Infection Status of Endoparasites in Foreigner Workers Living in Cheonan City, Chungnam Province, Korea

Article information

Korean J Parasitol. 2015;53(2):243-246
Publication date (electronic) : 2015 April 22
doi : https://doi.org/10.3347/kjp.2015.53.2.243
1Department of Biomedical Laboratory Science, Namseoul University, Cheonan 331-707, Korea
2Department of Clinical Parasitology, School of Medicine, Soonchunhyang University, Cheonan 330-090, Korea
3Department of Parasitology and Tropical Medicine, Seoul National University College of Medicine, Seoul 110-799, Korea
4Cheonansi Multicultural Support Center, Cheonan 331-979, Korea
5Department of Parasitology and Research Center for Mummy, College of Medicine, Dankook University, Cheonan 330-714, Korea
*Corresponding author (bbbenji@naver.com)
Received 2014 September 30; Revised 2015 March 10; Accepted 2015 March 14.

Abstract

At present, more than 500,000 foreigner workers, most of them from Asian countries with high parasitic infection rates, are working in Korea.

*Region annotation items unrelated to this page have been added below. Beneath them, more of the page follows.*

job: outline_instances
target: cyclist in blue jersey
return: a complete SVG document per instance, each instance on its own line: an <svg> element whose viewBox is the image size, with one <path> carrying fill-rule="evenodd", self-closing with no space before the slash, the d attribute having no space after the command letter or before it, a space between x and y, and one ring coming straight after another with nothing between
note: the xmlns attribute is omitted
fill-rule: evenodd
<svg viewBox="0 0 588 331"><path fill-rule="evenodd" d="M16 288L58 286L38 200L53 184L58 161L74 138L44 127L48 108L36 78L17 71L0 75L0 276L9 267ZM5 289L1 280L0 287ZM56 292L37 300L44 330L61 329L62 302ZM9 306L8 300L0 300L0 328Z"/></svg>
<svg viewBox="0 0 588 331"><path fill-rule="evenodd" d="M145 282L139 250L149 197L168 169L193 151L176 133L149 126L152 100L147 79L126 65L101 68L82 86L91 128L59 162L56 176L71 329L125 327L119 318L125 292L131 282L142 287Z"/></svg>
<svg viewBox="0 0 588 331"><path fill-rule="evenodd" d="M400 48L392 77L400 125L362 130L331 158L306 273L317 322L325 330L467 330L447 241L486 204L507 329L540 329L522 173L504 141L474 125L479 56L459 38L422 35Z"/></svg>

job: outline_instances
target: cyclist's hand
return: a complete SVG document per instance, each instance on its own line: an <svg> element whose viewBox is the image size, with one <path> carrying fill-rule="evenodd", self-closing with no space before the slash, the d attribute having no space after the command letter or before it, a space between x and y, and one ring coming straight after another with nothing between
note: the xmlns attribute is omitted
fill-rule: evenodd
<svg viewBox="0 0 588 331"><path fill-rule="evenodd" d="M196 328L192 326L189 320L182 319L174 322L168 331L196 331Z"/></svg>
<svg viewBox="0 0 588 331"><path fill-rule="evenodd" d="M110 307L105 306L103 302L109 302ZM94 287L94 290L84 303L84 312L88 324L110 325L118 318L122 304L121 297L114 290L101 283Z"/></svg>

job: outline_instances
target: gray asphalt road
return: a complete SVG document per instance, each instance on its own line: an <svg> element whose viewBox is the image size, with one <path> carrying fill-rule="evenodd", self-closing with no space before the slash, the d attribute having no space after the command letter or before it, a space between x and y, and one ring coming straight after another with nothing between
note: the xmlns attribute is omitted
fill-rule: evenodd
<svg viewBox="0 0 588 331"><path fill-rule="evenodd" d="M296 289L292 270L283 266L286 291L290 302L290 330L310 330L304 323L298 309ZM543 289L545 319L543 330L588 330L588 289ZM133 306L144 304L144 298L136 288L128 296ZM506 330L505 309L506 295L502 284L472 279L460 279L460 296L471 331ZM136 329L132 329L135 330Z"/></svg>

Since investigation into the prevalence of parasitic infections in foreigner workers has not yet been conducted in Korea, the present study was performed to determine the parasitic infection status of foreigner workers living in Cheonan City, Chungcheongnam-do (Chungnam Province) and to plan, on that basis, effective control measures. From October to December 2013, the parasitic infection status of 231 foreigner workers employed at selected Cheonan-si small businesses was investigated by both stool examination and ELISA. A total of 60 individuals (26.0%) were found to be infected with parasites. The stool examination detected 14 positive cases (6.1%), and ELISA revealed 50 positive people (21.6%), for at least a kind of parasitic disease. The most common infection was cysticercosis (8.7%), followed by toxocariasis (7.8%) and clonorchiasis (7.4%). Since it was proved that parasitic infections were prevalent among foreigner workers living in Cheonan City, more comprehensive study is urgently needed in order to understand the nationwide status of parasitic infections in foreigner workers.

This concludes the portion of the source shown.